From 8523ad9103ae538031fa089d539067909cd5083e Mon Sep 17 00:00:00 2001
From: Kovid Goyal <kovid@kovidgoyal.net>
Date: Sun, 7 Apr 2013 21:15:42 +0530
Subject: [PATCH] TXT Input: When converting a txt file with a Byte Order Mark,
 remove the Byte Order Mark before further processing as it can cause the
 first line of the text to be mis-interpreted.

---
 src/calibre/ebooks/conversion/plugins/txt_input.py | 6 ++++++
 1 file changed, 6 insertions(+)

diff --git a/src/calibre/ebooks/conversion/plugins/txt_input.py b/src/calibre/ebooks/conversion/plugins/txt_input.py
index e916b30c29..50f1409ea6 100644
--- a/src/calibre/ebooks/conversion/plugins/txt_input.py
+++ b/src/calibre/ebooks/conversion/plugins/txt_input.py
@@ -97,6 +97,12 @@ class TXTInput(InputFormatPlugin):
         if not ienc:
             ienc = 'utf-8'
             log.debug('No input encoding specified and could not auto detect using %s' % ienc)

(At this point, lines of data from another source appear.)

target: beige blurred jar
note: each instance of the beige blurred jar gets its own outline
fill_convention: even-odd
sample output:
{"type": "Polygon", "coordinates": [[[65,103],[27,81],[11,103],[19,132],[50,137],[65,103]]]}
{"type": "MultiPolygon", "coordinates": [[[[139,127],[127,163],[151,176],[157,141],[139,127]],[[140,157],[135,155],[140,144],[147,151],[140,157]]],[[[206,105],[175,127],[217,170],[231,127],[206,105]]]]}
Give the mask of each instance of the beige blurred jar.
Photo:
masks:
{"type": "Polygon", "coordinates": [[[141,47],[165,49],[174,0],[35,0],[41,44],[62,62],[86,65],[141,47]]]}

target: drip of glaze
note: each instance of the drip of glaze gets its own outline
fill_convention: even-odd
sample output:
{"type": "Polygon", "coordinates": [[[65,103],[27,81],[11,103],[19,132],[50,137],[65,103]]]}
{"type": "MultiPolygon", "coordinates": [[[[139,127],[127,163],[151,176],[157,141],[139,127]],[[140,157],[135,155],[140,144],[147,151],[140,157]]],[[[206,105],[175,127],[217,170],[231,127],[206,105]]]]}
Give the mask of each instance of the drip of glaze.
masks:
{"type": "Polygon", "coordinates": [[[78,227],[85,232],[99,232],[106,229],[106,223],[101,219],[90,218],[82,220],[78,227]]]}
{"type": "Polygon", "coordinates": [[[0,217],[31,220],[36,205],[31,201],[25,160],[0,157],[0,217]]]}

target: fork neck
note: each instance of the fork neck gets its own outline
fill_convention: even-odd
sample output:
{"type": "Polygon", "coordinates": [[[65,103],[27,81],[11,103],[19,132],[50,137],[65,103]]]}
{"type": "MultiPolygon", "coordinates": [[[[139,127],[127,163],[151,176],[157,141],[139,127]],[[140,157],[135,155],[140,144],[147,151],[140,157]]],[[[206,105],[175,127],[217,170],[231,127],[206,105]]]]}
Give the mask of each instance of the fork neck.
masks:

+        # Remove BOM from start of txt as its presence can confuse markdown
+        import codecs
+        for bom in (codecs.BOM_UTF16_LE, codecs.BOM_UTF16_BE, codecs.BOM_UTF8, codecs.BOM_UTF32_LE, codecs.BOM_UTF32_BE):
+            if txt.startswith(bom):
+                txt = txt[len(bom):]
+                break
         txt = txt.decode(ienc, 'replace')
 
         # Replace entities